Читать «У женщин грехов не бывает!» онлайн - страница 103

Ирина Крицкая

Я оставила его на дороге. Такси на стоянке не было. Асфальт под фонарями блестел.

Он шел пешком. Без шарфа. Я не успела намотать.

А вот потом было все хорошо. Через несколько дней он вернулся. Сказал: «Прости меня, я страшная свинья». И я простила. Имела право. Потому что я знаю точно, и он это тоже всегда знал: у женщин не бывает грехов, все гадости делают мужчины.

31

Я вернулась из Египта рано утром. В Москве было минус двадцать пять. Когда двери аэропорта открылись, я не смогла выйти на улицу. С первого раза не получилось, у меня под дубленкой ничего не было кроме майки. Сунула нос – и назад. Как в прорубь, честное слово. Я открыла чемодан и натянула все, что было, и шарф на ушки намотала.

Все равно было холодно, на стоянке я попрыгала как зайчик возле своей заледеневшей машины. Сапоги на снегу хрустели, как я быстро отвыкла от этого хруста. Что я там пробежала до машины? А спина насквозь промерзла, и пальцы кололо до боли. Я корчилась в салоне и мечтала о борще. Ничего не надо мне, ни страстей, ни книжек – борща мне горячего со сметаной, пять капель водки к нему, с грибочком и с перцем. Всю дорогу я думала только об этом. Точнее, ни о чем. Я это умею. Очечки на нос, «Ду хаст» погромче, педальку в пол – и никаких страданий. Главное, сентиментов не слушать, неврастеникам нужна жесткая музыка и левый ряд.

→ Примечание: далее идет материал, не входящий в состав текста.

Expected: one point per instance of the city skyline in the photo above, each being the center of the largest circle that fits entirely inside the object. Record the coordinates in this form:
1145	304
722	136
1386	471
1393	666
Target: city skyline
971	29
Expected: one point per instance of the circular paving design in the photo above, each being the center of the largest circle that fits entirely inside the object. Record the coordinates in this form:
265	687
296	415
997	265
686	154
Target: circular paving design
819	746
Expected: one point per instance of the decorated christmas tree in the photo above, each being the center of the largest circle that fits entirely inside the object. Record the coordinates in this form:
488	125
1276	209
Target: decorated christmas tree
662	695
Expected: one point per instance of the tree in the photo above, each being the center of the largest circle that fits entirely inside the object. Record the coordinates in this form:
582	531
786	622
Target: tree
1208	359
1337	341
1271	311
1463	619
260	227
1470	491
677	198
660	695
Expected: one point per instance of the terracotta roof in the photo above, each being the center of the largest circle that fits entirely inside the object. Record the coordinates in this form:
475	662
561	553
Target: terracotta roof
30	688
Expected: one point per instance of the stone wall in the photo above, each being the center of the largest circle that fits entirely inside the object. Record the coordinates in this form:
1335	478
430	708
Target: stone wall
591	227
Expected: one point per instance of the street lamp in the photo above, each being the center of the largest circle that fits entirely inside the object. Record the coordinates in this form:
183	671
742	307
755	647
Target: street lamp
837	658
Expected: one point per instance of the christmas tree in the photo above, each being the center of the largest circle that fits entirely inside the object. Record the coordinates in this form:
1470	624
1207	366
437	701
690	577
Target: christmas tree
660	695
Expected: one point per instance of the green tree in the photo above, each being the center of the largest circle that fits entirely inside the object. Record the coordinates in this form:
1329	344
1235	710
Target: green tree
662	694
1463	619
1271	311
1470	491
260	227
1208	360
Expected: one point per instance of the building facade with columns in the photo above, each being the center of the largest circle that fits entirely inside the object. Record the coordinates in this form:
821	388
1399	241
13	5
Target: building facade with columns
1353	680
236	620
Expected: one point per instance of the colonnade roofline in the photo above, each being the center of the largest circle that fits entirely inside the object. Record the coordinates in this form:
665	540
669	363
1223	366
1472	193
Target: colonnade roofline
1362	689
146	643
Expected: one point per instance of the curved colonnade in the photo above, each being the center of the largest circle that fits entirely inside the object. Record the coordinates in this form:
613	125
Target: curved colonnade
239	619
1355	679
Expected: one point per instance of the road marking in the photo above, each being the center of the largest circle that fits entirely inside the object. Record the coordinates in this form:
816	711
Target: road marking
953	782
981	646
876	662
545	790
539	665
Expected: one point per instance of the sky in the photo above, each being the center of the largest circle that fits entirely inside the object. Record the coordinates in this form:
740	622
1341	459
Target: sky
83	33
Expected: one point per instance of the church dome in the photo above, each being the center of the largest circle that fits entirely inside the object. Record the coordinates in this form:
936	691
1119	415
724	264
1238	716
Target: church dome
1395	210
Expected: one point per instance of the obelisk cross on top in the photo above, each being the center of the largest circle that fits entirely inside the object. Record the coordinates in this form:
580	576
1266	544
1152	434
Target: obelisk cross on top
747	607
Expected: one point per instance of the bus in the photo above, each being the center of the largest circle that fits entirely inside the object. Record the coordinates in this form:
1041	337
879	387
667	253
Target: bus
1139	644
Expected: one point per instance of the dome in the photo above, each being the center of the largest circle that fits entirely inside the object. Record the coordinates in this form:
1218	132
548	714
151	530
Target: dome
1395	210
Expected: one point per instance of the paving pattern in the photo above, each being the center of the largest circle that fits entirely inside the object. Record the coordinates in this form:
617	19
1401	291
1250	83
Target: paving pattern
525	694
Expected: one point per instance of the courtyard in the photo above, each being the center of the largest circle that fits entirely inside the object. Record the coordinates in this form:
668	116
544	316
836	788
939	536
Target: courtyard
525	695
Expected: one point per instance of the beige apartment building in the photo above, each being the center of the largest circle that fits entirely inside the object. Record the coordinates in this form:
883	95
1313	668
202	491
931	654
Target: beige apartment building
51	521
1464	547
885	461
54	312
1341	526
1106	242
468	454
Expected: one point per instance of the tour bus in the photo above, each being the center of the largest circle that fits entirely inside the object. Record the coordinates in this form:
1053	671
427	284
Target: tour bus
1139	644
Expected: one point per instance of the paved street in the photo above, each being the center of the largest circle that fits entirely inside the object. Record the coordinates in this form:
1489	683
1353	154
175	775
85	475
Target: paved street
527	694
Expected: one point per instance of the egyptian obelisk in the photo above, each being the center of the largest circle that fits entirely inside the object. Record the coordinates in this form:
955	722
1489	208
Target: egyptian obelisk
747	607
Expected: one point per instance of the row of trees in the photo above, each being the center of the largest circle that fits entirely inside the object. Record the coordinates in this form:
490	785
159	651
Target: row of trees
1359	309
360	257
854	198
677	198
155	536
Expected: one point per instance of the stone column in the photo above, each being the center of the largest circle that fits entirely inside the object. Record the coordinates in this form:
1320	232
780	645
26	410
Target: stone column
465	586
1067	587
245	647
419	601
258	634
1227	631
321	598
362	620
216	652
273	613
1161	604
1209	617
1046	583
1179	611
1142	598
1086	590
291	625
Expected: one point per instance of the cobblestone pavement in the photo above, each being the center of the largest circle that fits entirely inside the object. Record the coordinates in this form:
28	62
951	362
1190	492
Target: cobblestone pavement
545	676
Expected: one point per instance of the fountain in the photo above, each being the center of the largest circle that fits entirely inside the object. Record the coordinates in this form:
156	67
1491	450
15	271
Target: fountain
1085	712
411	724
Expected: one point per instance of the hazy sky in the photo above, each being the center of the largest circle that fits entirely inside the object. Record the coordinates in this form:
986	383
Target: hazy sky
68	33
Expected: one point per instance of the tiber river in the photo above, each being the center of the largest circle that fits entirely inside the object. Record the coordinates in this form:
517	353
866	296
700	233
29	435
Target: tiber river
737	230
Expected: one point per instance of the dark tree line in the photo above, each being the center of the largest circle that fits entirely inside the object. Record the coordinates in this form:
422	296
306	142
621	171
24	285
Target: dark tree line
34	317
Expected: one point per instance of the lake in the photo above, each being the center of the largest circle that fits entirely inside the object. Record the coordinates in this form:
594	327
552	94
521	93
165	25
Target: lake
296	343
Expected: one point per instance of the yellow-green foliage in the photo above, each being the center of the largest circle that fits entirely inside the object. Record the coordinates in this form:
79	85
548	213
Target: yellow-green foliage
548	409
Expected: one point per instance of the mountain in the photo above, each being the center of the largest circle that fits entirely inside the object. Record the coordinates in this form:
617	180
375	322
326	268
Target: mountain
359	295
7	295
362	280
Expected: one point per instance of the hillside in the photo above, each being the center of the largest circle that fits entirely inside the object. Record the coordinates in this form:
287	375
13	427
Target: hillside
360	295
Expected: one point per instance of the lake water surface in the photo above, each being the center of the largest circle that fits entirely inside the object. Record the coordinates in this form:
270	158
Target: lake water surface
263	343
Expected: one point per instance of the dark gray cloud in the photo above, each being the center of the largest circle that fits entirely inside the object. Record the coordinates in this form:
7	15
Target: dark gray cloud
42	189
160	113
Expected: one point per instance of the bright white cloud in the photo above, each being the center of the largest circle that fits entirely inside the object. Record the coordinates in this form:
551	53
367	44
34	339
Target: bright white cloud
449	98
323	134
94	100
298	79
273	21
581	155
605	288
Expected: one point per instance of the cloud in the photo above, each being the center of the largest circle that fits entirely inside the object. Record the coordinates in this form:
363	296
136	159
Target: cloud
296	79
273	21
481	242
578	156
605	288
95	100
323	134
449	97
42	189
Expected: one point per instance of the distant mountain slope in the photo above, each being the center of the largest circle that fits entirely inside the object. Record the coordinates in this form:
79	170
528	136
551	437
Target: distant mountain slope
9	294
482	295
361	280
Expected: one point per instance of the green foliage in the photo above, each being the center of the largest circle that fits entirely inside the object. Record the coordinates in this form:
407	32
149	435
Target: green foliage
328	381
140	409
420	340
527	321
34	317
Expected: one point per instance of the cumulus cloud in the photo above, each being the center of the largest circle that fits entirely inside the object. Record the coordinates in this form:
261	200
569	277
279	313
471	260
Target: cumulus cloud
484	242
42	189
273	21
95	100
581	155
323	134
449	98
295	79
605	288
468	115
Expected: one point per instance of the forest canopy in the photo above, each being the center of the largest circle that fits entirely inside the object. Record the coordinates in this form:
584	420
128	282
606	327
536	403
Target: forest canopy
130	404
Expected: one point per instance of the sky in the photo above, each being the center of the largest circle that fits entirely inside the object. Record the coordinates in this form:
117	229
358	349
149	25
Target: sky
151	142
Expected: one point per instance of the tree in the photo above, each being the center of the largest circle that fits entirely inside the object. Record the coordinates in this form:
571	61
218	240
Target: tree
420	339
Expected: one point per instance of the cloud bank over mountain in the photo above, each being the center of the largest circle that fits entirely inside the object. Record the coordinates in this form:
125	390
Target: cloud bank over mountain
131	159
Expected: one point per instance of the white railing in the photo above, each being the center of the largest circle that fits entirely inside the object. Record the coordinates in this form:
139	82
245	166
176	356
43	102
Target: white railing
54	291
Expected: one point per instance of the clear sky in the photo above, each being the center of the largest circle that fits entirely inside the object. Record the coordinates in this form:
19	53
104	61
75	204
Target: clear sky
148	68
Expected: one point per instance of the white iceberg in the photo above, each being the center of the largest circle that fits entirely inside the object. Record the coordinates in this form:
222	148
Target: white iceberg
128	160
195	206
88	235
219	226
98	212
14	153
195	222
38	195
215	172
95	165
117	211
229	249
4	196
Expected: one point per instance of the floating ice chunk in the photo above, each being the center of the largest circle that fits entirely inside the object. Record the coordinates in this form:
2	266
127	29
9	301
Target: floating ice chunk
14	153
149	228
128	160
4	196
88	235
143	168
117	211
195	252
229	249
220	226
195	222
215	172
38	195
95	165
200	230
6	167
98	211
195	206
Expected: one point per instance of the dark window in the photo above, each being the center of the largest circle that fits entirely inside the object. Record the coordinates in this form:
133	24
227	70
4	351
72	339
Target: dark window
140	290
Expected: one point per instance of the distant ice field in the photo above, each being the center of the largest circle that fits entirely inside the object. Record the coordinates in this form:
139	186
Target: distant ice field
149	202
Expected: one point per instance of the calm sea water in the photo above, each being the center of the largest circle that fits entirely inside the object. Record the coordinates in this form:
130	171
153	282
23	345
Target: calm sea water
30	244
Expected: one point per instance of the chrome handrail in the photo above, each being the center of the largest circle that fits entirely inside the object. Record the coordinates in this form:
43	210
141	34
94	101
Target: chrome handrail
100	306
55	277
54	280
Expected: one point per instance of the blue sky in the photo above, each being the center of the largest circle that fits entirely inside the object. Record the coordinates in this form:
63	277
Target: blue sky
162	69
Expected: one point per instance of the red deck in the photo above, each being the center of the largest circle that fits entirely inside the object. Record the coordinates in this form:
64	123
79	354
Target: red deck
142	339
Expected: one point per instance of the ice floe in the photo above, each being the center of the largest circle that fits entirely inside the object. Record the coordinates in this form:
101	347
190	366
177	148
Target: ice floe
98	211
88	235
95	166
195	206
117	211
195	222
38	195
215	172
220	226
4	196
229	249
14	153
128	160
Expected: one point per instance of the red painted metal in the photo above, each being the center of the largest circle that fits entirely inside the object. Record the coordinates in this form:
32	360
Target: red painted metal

Когда я проезжала Задонск, было уже светло. Я только там глаза и подняла. Купола на холме сверкали. На просторе, под небом, монастырь всегда кажется далеким и нереальным. После указателя «Задонск» я всегда сбавляю, голову в сторону, и рука сама тянется… Я успеваю перекреститься и дальше гоню, так еще ни разу и не свернула.

Мать моя там бывает, ездит к источнику. Известное место, все кому не лень туда приезжают. А мне еще рано, я потерплю.

Однажды, когда мне было двенадцать, к нашим окнам подъехала машина. Моя мама подняла чемодан, был у нас в доме рыжий кожаный чемодан, родители по очереди брали его в отпуск. Она подняла этот чемодан, а отец зашел на кухню и полез в аптечку. Положил под язык две таблетки нитроглицерина и начал дышать, глубоко и медленно. Я ему сказала: «Да ладно, пусть едет. Мы наконец-то заживем. Ура! Свобода!».

Я знала, что мать уезжает. Не в отпуск, а насовсем. Я даже рада была, как ребенок, который видит взрыв издалека.

Я осталась на кухне. Отец вышел в зал. Там молотил телевизор. Потом я услышала музыку. Показывали грустного композитора Мартынова. Он пел свою несчастную песню про лебедей. Ту, где самку лебедя убил охотник. «Ты прости меня, любимая, за чужое зло…» – вот эта песня. Отец стоял под люстрой с красными глазами. Метр девяносто, сто двадцать килограммов, нога сорок шестого размера, две любовницы, концерты, фестивали, галстук-бабочка… – все равно плакал.

Мама вышла из дома. Я забеспокоилась – ее чемодан остался в прихожей, и я поняла: что-то не так. Минут через пятнадцать она вернулась домой. Платье сняла. Халат надела.

А я не поняла, почему она осталась! Никто не просил. Зачем она «Лебедей» слушала, когда ее ждала машина? Собрала чемодан – поезжай! Я не поняла тогда. Подумала, ерунда какая-то, сначала собрать чемодан, а потом разобрать.